Certainly Charles Rennie Mackintosh. As a precursor to the Art Nouveau movement, his style greatly influenced design of the 1900’s. I also admire Shaker furniture and turn of the century lesser known names like Henry van de Velde, a Belgian, and the Spaniard, Gaudi, who utilized organic forms.

Nakashima has a strong influence on my creative process as well as relationship with my work. I can never read his book Soul of a Tree enough. The spirit and energy the wood brings to the furniture is imparted by his work and writings. He shares the notion of the tree being sacred, the spirituality of the tree and the importance of it on the planet earth. I love that I am able to leave a legacy in the trees that become objects of art as well as function.

My study of Gandhi has affected my beliefs on right livelihood.
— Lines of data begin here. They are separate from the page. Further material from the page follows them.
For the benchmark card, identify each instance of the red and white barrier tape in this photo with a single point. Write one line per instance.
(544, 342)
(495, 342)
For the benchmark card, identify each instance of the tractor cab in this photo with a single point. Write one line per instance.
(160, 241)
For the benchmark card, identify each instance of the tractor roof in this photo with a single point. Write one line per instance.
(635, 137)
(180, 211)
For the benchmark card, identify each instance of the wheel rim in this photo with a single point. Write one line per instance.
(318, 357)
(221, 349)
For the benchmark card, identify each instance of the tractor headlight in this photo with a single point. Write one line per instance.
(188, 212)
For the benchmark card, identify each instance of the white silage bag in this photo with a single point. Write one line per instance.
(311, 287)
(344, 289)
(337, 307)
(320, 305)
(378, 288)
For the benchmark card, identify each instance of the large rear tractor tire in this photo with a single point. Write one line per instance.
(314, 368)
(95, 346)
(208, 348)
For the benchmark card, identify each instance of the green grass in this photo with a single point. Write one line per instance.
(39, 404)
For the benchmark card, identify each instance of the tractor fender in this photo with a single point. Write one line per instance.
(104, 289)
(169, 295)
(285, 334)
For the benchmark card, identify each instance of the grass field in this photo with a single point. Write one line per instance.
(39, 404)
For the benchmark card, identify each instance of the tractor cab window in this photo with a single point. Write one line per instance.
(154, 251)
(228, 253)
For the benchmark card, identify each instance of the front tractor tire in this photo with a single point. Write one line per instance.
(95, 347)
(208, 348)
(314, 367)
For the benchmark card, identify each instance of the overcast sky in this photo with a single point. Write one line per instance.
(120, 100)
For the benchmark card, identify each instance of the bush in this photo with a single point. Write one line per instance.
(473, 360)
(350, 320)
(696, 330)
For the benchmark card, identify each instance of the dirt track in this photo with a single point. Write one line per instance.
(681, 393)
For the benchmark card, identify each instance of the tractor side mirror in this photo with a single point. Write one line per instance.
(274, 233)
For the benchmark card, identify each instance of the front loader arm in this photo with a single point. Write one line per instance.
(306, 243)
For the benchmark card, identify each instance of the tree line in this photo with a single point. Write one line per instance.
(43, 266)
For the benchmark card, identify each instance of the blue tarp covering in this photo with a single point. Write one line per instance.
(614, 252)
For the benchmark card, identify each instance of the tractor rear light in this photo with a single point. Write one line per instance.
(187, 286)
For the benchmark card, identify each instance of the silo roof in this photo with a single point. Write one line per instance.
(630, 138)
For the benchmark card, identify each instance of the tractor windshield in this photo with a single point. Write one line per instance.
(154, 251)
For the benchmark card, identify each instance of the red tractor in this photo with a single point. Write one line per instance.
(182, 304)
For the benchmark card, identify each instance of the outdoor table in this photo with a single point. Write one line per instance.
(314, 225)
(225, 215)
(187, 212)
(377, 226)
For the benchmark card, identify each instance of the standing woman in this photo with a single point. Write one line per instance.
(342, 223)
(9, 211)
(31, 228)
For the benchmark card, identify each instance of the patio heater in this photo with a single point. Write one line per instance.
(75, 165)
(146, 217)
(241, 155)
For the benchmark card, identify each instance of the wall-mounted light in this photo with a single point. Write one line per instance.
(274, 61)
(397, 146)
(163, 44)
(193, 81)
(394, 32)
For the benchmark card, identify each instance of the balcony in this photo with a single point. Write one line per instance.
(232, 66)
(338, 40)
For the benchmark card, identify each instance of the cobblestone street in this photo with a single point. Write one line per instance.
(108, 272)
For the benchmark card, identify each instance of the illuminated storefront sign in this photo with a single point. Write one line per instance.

Schumacher’s Small is Beautiful is incorporated into my work. To design with the challenge of economics of scale, movement, and materials is quite enjoyable.

I traveled quite a bit and have lived in South America so visuals like Machu Picchu, South American ruins from 600 BC, Chimu and Chavin – civilizations which predated Incan – have filled me with such awe and deep respect for the great old age of this earth.

diamondWhat do you hope your furniture does for the observer?

To allow us to connect on a very human level. If it does that at minimum, that’s wonderful. That it goes home with them and gives joy or functionality makes my day. I especially get excited when I hear that a piece of mine inspired people who saw it to have a dialogue with the owner about what a beautiful thing wood can be. They then have a sense of connectedness, not just to each other, but to the natural world.